Migration Monitoring Dashboard
The Migration Monitoring Dashboard is a custom dashboard created to provide greater visibility into the health and progress of various components of the migration.
Table of contents
Components in Monitoring Dashboard
Monitoring dashboard create by the Spanner is multi-component dashboard, divided into various sections to categorize similar metrics together.

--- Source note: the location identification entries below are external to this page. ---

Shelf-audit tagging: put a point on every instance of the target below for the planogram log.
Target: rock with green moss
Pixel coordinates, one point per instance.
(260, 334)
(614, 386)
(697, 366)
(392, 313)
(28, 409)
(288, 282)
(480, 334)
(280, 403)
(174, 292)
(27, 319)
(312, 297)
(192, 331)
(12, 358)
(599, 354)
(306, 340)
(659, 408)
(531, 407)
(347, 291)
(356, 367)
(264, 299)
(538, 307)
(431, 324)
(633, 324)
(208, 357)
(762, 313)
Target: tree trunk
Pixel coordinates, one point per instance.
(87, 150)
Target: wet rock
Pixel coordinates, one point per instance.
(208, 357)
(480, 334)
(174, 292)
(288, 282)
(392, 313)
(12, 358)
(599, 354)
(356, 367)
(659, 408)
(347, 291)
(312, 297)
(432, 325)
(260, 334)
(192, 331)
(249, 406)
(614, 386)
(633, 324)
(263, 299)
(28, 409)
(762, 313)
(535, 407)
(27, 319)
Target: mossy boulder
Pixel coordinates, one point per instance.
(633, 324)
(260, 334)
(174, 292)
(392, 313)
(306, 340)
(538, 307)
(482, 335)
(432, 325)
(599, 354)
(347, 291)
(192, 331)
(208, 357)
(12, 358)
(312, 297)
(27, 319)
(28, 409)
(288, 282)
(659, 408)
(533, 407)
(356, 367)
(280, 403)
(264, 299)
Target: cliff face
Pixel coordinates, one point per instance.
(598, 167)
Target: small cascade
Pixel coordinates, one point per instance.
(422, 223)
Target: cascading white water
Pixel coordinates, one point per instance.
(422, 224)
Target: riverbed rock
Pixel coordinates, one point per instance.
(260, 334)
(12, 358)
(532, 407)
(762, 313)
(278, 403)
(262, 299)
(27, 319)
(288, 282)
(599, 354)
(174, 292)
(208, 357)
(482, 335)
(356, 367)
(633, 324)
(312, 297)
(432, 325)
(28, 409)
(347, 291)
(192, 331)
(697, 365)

Following are the 5 sections:
- Overview
- Dataflow
- Datastream
- GCS Bucket
- Pubsub
- Spanner
Below sections describe each component in more detail.
Overview
The first section of the monitoring dashboard provides key graphs for insights on the migration progress.
Resource | Metric | Description | Aggregation | Relevance |
---|---|---|---|---|
Dataflow | Worker CPU Utilization | Shows the CPU Utilization of a dataflow worker | - 50th percentile worker CPU Utilization - 90th percentile worker CPU Utilization - Max percentile worker CPU Utilization | Used to identify if the pipelines is over or under scaled based on the value of CPU Utilization |
Datastream | Throughput(events/sec) | Shows the average events processed/sec generated at source | Average | Used to track if data is being transferred from source to GCS Bucket |
Datastream | Unsupported Events | Source events unsupported by Datastream | Sum | Used to identify if there is any data that can’t be transferred by datastream due to a correctness issue |
Pubsub | Age of Oldest Unacknowledged Message | Age of the oldest unacknowledged message in the subscription | Max | Used to determine if starvation of dataflow resources is taking place |
Spanner | CPU Utilization | CPU Utilization of spanner database and instance | - Database Total CPU Utilization - Instance Total CPU Utilization | Used to track if spanner is overloaded and requires more or less nodes |
Spanner | Storage | Storage of spanner database and instance | - Database Total Storage - Instance Total Storage | Used to track how the data is growing as the migration proceeds |
Dataflow Metrics
Metric | Description | Aggregation | Relevance |
---|---|---|---|
Worker CPU Utilization | Shows the CPU Utilization of a dataflow worker | - 50th percentile worker CPU Utilization - 90th percentile worker CPU Utilization - Max percentile worker CPU Utilization | Used to identify if the pipelines is over or under scaled based on the value of CPU Utilization |
Worker Memory Utilization | Shows the Memory Utilization of a dataflow worker | - 50th percentile worker Memory Utilization - 90th percentile worker Memory Utilization - Max percentile worker Memory Utilization | Used to identify if the health of the pipeline based on the value of Memory Utilization |
Worker Max Backlog Seconds | Shows max time required to consume the largest backlog across all stages for each dataflow worker | Max | Used to identify if the pipelines is over or under scaled |
Datastream Metrics
Metric | Description | Aggregation | Relevance |
---|---|---|---|
Throughput(events/sec) | Shows the average events processed/sec generated at source | Sum | Used to track if data is being transferred from source to GCS Bucket |
Unsupported Events | Source events unsupported by Datastream | Sum | Used to identify if there is any data that can’t be transferred by datastream due to a correctness issue |
Total Latency | Time taken from event being written at source to being written by Datastream to GCS | - 50th Percentile event - 90th Percentile event | Indicator of datastream being overloaded |
GCS Bucket Metrics
Metric | Description | Aggregation | Relevance |
---|---|---|---|
Total Bytes | Shows the total bytes written to the GCS Bucket | Sum | Used to check if data is successfully being written to the GCS Bucket |
Pubsub Metrics
Metric | Description | Aggregation | Relevance |
---|---|---|---|
Published message count | Number of messages published by the GCS bucket to the Pub | Sum | Indicates total files in staging which need to be processed |
Age of Oldest Unacknowledged Message | Age of the oldest unacknowledged message in the subscription | Max | Used to determine if starvation of dataflow resources is taking place |
Spanner Metrics
Metric | Description | Aggregation | Relevance |
---|---|---|---|
CPU Utilization | CPU Utilization of spanner database and instance | - Database Total CPU Utilization - Instance Total CPU Utilization | Used to track if spanner is overloaded and requires more or less nodes |
Storage | Storage of spanner database and instance | - Database Total Storage - Instance Total Storage | Used to track how the data is growing as the migration proceeds |